1. Русская классика
  2. Писемский А. Ф.
  3. Тысяча душ
  4. Глава 3 — Часть 1

Тысяча душ

1858

III

Недели через три после состояния приказа, вечером, Петр Михайлыч, к большому удовольствию капитана, читал историю двенадцатого года Данилевского […историю двенадцатого года Данилевского. – Имеется в виду книга русского военного историка А.И.Михайловского-Данилевского (1790—1848) «Описание Отечественной войны в 1812 году».], а Настенька сидела у окна и задумчиво глядела на поляну, облитую бледным лунным светом. В прихожую пришел Гаврилыч и начал что-то бунчать с сидевшей тут горничной.

— Что ты, гренадер, зачем пришел? — крикнул Петр Михайлыч.

— К вама-тка, — отвечал Терка, выставив свою рябую рожу в полурастворенную дверь. — Сматритель новый приехал, ачителей завтра к себе в сбор на фатеру требует в девятом часу, чтоб биспременно в мундерах были.

— Эге, вот как! Малый, должно быть, распорядительный! Это уж, капитан, хоть бы по-вашему, по-военному; так ли, а? — произнес Петр Михайлыч, обращаясь к брату.

— Да-с, точно, — отвечал тот глубокомысленно.

— Где же господин новый смотритель остановился? — продолжал Петр Михайлыч.

— На постоялом, у Афоньки Беспалого, — отвечал с какой-то досадой Терка.

— Да ты сам у него был?

— Нету, не был; мне пошто! Хозяйка Афоньки, слышь, прибегала, чтоб завтра в девятом часу в мундерах биспременно — вот что!

— Так поди обвести!

— Сегодня нету, не пойду: не достучишься… поздно; завтра обвещу.

— И то пожалуй; только, смотри, пораньше; и скажи господам учителям, чтоб оделись почище в мундиры и ко мне зашли бы: вместе пойдем. Да уж и сам побрейся, сапоги валяные тоже сними, а главное — щи твои, — смотри ты у меня!

— Ну-ко, заладил, щи да щи! Только и речей у тебя! — проговорил инвалид и, хлопнув сердито дверью, ушел.

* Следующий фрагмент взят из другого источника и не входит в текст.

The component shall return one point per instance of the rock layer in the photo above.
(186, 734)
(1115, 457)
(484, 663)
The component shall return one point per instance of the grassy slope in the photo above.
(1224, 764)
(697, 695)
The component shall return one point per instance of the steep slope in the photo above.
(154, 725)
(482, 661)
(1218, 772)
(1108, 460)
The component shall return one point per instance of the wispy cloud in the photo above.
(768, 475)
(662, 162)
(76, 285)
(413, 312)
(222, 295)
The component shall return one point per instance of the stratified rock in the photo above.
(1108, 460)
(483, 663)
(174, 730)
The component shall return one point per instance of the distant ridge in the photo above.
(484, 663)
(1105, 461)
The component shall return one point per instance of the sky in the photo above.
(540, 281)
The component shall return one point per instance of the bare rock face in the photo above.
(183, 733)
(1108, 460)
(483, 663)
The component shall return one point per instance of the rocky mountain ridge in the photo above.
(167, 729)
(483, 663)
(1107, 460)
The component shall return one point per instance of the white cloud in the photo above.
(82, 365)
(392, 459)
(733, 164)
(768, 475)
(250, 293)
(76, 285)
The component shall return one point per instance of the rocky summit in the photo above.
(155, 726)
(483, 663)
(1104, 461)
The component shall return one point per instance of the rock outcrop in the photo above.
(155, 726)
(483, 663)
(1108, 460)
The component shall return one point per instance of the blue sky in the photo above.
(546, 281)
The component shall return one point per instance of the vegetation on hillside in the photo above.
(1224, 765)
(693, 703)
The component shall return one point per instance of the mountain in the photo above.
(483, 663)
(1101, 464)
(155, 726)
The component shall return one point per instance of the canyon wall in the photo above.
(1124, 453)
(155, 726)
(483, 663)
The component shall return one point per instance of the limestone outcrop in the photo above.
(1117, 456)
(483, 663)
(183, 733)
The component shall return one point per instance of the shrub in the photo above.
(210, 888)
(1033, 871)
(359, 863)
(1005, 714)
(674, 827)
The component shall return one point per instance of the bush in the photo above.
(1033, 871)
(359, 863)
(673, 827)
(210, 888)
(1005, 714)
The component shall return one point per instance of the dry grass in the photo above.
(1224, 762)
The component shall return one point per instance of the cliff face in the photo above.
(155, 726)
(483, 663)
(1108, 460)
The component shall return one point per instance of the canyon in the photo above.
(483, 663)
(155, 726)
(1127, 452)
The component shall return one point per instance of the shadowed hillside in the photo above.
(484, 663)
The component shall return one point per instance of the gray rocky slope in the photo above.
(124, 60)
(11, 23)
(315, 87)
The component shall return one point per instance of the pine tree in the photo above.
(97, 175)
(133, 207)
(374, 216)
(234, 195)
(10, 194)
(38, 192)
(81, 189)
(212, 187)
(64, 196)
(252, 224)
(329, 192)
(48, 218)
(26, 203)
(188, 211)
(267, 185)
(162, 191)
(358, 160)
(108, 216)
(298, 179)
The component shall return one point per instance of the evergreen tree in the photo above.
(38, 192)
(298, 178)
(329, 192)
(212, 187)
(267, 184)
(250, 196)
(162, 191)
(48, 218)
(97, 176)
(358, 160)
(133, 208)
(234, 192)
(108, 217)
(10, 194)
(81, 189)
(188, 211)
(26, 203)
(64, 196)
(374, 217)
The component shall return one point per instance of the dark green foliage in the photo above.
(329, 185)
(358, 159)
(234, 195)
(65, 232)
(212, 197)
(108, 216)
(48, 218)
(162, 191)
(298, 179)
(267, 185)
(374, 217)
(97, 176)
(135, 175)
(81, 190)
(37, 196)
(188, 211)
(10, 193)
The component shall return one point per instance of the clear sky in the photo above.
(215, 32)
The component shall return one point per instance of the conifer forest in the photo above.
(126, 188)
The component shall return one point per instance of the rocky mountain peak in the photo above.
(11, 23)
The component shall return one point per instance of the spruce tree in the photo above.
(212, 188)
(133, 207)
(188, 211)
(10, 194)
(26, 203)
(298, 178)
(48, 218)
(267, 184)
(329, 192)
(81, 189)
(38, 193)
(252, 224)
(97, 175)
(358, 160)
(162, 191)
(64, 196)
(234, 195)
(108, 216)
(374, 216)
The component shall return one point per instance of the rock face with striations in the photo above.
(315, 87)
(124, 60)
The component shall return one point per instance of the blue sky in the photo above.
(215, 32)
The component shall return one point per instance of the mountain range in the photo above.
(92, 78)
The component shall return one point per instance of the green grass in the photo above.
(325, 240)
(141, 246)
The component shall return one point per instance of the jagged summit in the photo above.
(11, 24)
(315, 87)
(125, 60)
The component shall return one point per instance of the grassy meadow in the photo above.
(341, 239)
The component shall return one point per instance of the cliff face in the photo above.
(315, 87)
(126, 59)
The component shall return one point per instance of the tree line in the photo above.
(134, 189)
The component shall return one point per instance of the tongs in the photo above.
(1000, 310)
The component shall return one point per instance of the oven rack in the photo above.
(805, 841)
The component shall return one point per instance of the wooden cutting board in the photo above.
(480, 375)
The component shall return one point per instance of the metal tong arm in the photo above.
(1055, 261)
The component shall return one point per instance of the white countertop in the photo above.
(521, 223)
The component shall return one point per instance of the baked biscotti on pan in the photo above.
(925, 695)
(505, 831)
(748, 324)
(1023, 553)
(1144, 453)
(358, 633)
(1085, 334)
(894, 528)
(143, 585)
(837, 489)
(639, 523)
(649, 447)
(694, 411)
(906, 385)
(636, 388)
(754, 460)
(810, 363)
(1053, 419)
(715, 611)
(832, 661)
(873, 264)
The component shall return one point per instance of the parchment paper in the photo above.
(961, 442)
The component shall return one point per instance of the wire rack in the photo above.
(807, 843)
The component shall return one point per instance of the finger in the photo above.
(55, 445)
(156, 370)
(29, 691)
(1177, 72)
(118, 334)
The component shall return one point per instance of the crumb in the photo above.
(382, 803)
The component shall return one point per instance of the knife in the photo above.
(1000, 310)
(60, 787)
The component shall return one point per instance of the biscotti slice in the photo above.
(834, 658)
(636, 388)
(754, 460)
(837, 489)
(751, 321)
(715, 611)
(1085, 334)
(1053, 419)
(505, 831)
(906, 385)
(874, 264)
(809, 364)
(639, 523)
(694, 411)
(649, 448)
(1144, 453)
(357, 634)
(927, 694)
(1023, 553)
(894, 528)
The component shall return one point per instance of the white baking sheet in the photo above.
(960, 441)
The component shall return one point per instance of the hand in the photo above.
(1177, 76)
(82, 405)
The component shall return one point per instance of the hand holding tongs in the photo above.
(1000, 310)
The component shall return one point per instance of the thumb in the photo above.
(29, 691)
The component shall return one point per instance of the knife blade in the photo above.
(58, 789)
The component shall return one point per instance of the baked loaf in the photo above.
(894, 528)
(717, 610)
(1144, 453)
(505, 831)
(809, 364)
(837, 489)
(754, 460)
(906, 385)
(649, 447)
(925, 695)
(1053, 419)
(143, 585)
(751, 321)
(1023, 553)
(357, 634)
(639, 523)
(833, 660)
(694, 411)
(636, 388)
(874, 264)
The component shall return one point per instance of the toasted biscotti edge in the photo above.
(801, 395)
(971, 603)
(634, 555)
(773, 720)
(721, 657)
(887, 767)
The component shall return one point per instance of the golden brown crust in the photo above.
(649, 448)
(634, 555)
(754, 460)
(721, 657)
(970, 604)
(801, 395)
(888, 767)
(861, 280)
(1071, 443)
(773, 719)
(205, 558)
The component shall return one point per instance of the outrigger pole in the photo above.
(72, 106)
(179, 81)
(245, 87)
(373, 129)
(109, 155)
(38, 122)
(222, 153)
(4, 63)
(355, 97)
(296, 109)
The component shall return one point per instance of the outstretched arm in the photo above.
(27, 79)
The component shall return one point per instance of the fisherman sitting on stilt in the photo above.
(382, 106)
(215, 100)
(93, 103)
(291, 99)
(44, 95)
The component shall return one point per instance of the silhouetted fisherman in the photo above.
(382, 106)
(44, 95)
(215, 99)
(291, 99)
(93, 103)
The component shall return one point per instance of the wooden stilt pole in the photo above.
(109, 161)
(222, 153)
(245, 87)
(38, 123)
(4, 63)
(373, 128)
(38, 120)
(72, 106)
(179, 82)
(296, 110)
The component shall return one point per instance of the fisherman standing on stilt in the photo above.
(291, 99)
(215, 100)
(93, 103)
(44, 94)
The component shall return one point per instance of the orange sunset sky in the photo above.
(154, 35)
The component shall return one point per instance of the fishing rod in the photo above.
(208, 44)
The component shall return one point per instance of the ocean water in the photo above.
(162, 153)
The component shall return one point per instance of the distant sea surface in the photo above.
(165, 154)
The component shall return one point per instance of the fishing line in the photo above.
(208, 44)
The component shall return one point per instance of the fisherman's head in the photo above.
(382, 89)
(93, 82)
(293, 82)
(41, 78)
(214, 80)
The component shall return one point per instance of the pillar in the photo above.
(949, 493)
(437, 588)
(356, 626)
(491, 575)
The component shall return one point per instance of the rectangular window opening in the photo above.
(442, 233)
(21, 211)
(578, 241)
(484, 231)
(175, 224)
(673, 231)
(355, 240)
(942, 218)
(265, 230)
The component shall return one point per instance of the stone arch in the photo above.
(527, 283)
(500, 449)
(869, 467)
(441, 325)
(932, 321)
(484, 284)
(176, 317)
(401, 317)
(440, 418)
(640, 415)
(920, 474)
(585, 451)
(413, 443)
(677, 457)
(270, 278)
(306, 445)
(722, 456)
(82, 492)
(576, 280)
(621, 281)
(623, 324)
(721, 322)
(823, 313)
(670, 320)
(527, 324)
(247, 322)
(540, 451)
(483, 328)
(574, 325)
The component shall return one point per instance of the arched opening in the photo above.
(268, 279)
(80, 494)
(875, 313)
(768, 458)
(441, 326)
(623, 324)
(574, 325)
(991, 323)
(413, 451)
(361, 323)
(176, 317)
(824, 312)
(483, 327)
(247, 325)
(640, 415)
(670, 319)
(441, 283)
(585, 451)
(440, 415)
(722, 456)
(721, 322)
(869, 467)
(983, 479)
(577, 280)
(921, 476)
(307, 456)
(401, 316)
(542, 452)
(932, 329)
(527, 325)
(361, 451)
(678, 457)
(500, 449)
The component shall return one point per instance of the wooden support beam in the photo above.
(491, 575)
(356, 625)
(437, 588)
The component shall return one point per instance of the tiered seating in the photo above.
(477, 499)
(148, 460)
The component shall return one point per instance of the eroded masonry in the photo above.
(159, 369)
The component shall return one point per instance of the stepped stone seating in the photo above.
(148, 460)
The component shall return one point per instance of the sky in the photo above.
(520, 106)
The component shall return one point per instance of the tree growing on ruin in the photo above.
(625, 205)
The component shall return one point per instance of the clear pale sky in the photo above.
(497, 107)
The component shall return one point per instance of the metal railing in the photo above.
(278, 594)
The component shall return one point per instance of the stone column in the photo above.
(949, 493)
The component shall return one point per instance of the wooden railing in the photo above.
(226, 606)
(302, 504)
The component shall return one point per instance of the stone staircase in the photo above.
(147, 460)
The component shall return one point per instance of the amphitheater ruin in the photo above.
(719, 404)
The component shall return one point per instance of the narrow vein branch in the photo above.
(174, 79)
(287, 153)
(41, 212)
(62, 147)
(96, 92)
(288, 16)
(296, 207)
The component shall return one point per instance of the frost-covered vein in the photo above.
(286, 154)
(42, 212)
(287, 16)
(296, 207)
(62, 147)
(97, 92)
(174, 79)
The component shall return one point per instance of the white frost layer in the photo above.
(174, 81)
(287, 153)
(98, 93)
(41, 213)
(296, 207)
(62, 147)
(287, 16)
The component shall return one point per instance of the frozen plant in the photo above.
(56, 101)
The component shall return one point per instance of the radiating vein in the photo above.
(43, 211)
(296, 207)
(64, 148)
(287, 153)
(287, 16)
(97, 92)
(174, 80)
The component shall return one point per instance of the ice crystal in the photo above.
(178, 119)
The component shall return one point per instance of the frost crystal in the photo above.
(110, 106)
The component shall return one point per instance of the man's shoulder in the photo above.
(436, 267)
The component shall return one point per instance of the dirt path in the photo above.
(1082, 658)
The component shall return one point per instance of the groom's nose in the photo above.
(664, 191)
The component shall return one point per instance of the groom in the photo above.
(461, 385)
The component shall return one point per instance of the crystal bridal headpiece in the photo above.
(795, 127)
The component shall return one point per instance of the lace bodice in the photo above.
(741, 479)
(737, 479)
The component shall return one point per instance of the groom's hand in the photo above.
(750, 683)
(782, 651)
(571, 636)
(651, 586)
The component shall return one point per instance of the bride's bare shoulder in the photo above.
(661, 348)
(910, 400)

Петр Михайлыч усмехнулся ему вслед.

Впрочем, Гаврилыч на этот раз исполнил возложенное на него поручение с не совсем свойственною ему расторопностью и еще до света обошел учителей, которые, в свою очередь, собрались к Петру Михайлычу часу в седьмом. Все они были более или менее под влиянием некоторого чувства страха и беспокойства. Комплект их был, однако, неполный: знакомый нам учитель истории, Экзархатов; учитель математики, Лебедев, мужчина вершков одиннадцати ростом, всегда почти нечесаный, редко бритый и говоривший всегда сильно густым басом. Дикообразной его наружности как нельзя больше в нем соответствовала непреоборимая страсть к звероловству. Он был, конечно, в целой губернии первый стрелок и замечательнейший охотник на медведей, которых собственными руками на своем веку уложил более тридцати штук. С капитаном Лебедев находился, по случаю охоты, в теснейшей дружбе. Третий учитель был преподаватель словесности Румянцев. В противоположность Лебедеву, это был маленький, худенький молодой человек, весьма робкого и, вследствие этого, склонного поподличать характера, вместе с тем большой говорун и с сильной замашкой пофрантить: вечно с завитым а-ла-коком и висками. Он было и в настоящем случае прилетел в своем, по его мнению, очень модном пальто и в цветном шарфе, завязанном огромным бантом, но, по совету Петра Михайлыча, тотчас же проворно сбегал домой и переоделся в мундир.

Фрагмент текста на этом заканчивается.